A la rentrée 1987, Serge Gainsbourg sortait son deuxième album « orienté » funk, You're Under Arrest, avec la chanson du même nom, qui en était le premier single. Pour le vidéo-clip et la promo en télévision de ce titre, Gainsbourg avait avec lui un danseur et choriste, Billy Obam, dont les chorégraphies ébouriffantes ont marqué bien des mémoires adolescentes de l'époque. Après avoir travaillé pour Serge Gainsbourg, Billy a continué sa carrière, devenant chanteur, publiant des 45-tours, ainsi qu'un album, My Life. Ayant reconnu par hasard Billy en situation de concert lors d'un de ses shows-case, nous avons décidé d'aller à sa rencontre et de lui demander une interview à propos de sa « période Gainsbourg », ce qu'il a accepté avec enthousiasme. C'était également l'occasion d'annoncer que Billy a publié il y a quelques mois un CD autoproduit, Avenue Raphaël, son premier en français, et qu'il s'apprête à donner une série de concerts à l'Alhambra pour le promouvoir, ceci au mois d'octobre.

 

La rencontre avec l'artiste a lieu à Neuilly, dans un charmant café, devant quelques verres d'une boisson gazeuse bien connue. Sur le premier single extrait de son album, Billy chante « J'aime la vie », et quand on l'entend parler de Gainsbourg et de tout ce qu'il lui a apporté, on comprend qu'il est on ne peut plus sincère.


Ce qu'il y a de dingue, déjà, c'est que par rapport à l'époque de « You're Under Arrest », tu n'as pratiquement pas changé : quel est ton secret, Billy ?
Eh bien, déjà, j'essaie de faire un peu de sport. Il faut avoir une bonne alimentation, aussi, ne pas fumer, ne pas trop boire : ce n'était malheureusement pas le cas de notre ami Serge ! (rires) Mais c'est vrai aussi qu'on dit que pour nous, les noirs, ça se voit moins, quand on atteint un certain âge...

De quelle origine es-tu ?
Ma mère est du Cameroun, mon père est Californien. Comme je suis fils de diplomate, j'ai grandi entre la France, la Hollande et les Etats-Unis. Dans mon enfance, j'ai été bercé par la musique : Otis Redding, Marvin Gaye, James Brown, les Jackson Five...

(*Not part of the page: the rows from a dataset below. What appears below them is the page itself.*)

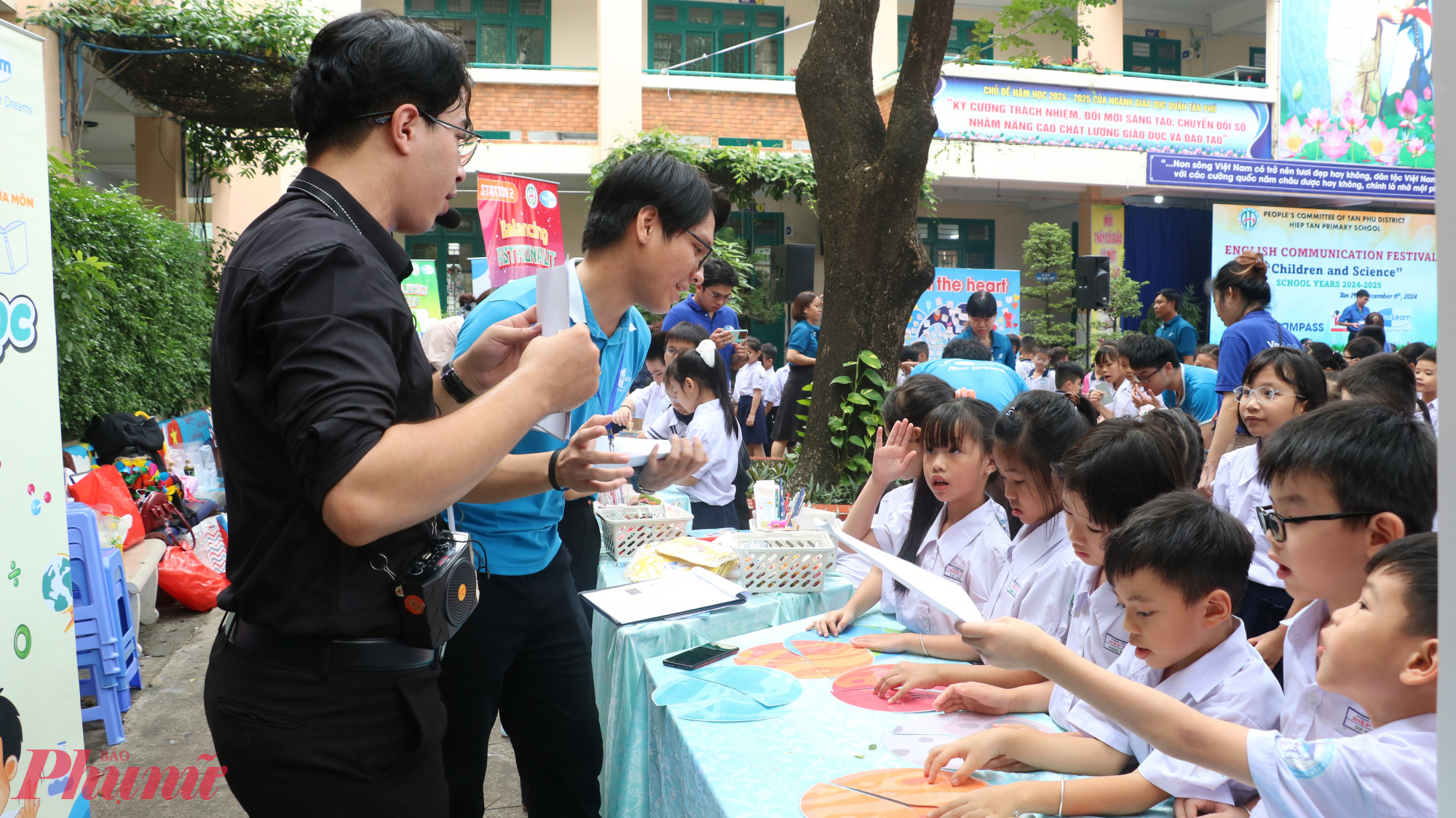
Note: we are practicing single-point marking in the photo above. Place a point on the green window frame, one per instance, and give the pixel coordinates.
(960, 242)
(962, 36)
(512, 32)
(1152, 55)
(681, 31)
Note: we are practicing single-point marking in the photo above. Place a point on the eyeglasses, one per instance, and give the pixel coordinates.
(708, 249)
(467, 140)
(1263, 395)
(1275, 523)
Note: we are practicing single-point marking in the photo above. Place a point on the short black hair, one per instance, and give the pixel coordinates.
(1068, 371)
(1372, 457)
(679, 191)
(981, 306)
(915, 399)
(1119, 466)
(1413, 559)
(968, 348)
(1187, 542)
(719, 271)
(373, 61)
(1364, 347)
(11, 733)
(1382, 379)
(1144, 351)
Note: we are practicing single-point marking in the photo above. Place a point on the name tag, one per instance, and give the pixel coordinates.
(1113, 644)
(1358, 721)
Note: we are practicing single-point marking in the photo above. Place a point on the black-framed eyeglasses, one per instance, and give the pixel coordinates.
(467, 141)
(1275, 523)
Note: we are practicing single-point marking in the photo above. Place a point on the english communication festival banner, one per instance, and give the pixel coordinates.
(40, 705)
(940, 315)
(521, 220)
(1321, 258)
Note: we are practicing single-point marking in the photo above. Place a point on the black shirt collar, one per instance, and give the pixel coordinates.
(384, 242)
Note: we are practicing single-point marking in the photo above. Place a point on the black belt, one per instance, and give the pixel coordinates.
(325, 654)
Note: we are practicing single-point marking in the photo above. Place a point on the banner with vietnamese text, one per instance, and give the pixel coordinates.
(521, 220)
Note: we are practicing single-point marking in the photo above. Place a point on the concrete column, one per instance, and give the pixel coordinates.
(620, 70)
(1106, 26)
(159, 163)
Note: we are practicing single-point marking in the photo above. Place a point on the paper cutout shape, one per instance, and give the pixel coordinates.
(858, 688)
(903, 785)
(844, 637)
(819, 660)
(729, 693)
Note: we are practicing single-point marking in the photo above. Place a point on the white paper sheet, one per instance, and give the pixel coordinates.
(937, 590)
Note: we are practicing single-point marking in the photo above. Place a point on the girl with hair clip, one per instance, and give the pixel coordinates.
(951, 530)
(1279, 386)
(698, 388)
(1241, 293)
(1119, 466)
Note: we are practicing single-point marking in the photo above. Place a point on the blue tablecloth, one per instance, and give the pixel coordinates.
(762, 769)
(624, 699)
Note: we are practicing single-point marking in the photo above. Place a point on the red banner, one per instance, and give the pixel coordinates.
(521, 220)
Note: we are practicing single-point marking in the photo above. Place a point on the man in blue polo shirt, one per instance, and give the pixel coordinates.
(1176, 328)
(708, 307)
(526, 651)
(968, 364)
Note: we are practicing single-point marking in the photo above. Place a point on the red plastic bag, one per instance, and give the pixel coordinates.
(106, 492)
(189, 578)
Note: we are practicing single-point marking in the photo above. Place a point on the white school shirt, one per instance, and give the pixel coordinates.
(1230, 683)
(1311, 714)
(749, 379)
(1238, 491)
(1039, 580)
(716, 478)
(1096, 632)
(968, 554)
(1390, 772)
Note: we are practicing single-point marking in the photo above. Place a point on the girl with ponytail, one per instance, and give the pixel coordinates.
(698, 388)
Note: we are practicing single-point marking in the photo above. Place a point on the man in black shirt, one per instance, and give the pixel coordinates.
(341, 447)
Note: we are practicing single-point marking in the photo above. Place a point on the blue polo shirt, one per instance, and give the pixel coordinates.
(1001, 347)
(692, 312)
(994, 383)
(519, 536)
(1183, 335)
(1200, 398)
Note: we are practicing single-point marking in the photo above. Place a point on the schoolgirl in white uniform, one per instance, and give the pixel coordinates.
(951, 530)
(698, 386)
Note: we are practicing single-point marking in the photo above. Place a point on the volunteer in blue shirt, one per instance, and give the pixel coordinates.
(526, 653)
(981, 325)
(708, 307)
(1241, 290)
(1176, 328)
(1355, 315)
(968, 364)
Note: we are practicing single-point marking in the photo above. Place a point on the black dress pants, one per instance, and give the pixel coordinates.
(301, 743)
(525, 654)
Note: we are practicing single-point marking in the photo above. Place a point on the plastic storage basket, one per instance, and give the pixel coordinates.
(791, 562)
(625, 529)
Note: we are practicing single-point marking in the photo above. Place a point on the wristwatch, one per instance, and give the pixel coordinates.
(454, 385)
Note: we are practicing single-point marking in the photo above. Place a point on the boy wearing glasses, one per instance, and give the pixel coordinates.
(1333, 507)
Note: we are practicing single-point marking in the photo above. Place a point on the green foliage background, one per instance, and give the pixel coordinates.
(135, 304)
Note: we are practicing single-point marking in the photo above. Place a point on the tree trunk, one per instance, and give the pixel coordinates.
(870, 175)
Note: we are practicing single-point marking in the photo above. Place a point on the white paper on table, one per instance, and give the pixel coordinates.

Que faisais-tu avant de rencontrer Serge Gainsbourg ?
Arrivé à un certain âge, j'ai constaté que je dansais bien, et je me suis dit que je pourrais peut-être en faire mon métier. Donc, quand j'ai rencontré Serge, j'étais danseur, et il m'arrivait aussi de faire des choeurs derrière d'autres artistes.

Comment as-tu été repéré par Gainsbourg et son entourage ?
J'avais été remarqué par une personne dans un studio, alors que j'étais en train de travailler, et cette personne avait parlé de moi à Philippe Lerichomme, qui m'a appelé. Je ne savais pas du tout qui était Philippe Lerichomme, mais nous nous sommes rencontrés, dans les locaux de Philips. Là, Philippe m'a dit que Serge Gainsbourg venait de faire un album qui s'intitulait You're Under Arrest et qu'il aurait peut-être besoin de moi, étant donné que Curtis King, qui avait fait les voix sur cet album, ne pouvait pas assurer la promotion télé en France. Evidemment, j'ai été très surpris : comme tout le monde, je ne connaissais Gainsbourg que par le petit écran... Quelques jours plus tard, Philippe Lerichomme m'a donné un PBO de la chanson « You're Under Arrest » afin que je puisse travailler dessus. Ainsi, pendant deux semaines, j'ai répété, sans le dire à personne dans mon entourage, et puis, j'ai été auditionné devant Philippe. Quelques semaines après, Philippe m'a dit qu'on allait rencontrer Gainsbourg chez lui tel jour, à telle heure. Pour moi, c'était comme si le monde s'arrêtait !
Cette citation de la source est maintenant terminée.